Now, the Delaware Supreme Court has provided useful “practice guidelines” that aim to prevent courts from having to engage in a Drejka analysis at all. In the most important of four appeals decided together, plaintiffs were the wife and children of a man who committed suicide shortly after visiting the defendant health care provider. Both sides agreed informally that plaintiffs could file their expert report after the deadline set in the court’s scheduling order.
Plaintiffs did not file the expert report within the extended deadline, but they did request a conference with the court to discuss, among other things, the discovery schedule. The trial court refused to hold a conference, and the parties then resolved scheduling issues on their own. Five weeks before trial was set to begin, however, defendants filed a motion to preclude plaintiffs’ expert testimony, which had only recently been identified. The court granted the motion, and defendants won on summary judgment. Plaintiffs appealed.

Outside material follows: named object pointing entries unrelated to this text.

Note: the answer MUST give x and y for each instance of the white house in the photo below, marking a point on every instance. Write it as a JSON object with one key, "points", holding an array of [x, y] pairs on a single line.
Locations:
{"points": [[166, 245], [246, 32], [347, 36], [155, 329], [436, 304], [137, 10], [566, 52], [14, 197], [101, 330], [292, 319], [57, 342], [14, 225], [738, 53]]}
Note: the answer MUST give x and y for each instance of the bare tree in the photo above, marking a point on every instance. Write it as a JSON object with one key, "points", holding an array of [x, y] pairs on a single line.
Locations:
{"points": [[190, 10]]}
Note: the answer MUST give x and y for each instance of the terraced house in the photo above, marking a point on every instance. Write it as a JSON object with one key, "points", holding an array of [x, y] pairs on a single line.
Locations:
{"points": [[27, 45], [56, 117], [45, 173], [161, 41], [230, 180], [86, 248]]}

In reversing the judgment, the Delaware Supreme Court highlighted the inconsistency in permitting a party to demand enforcement of deadlines when it previously granted extensions. To strike the proper balance between fairness to litigants and efficient court administration, the Delaware Supreme Court advised that, in the future, parties who act without court approval “do so at their own risk.”
If one side misses a discovery deadline, opposing counsel has two choices: (1) promptly notify the court by a motion to compel, proposal to amend the scheduling order or request for a conference; or (2) resolve the matter informally, thereby waiving the right to contest late filings from that time forward. Though litigants may continue to resolve scheduling issues informally, they are now expected to file timely proposed amended scheduling orders. The Delaware Supreme Court believes this approach will best support the state’s strong public policy of deciding cases on the merits.
Christan v. Counseling Resource Associate, Inc., C.A. No. 09C-10-202 (Del. Supr. Jan. 2, 2013).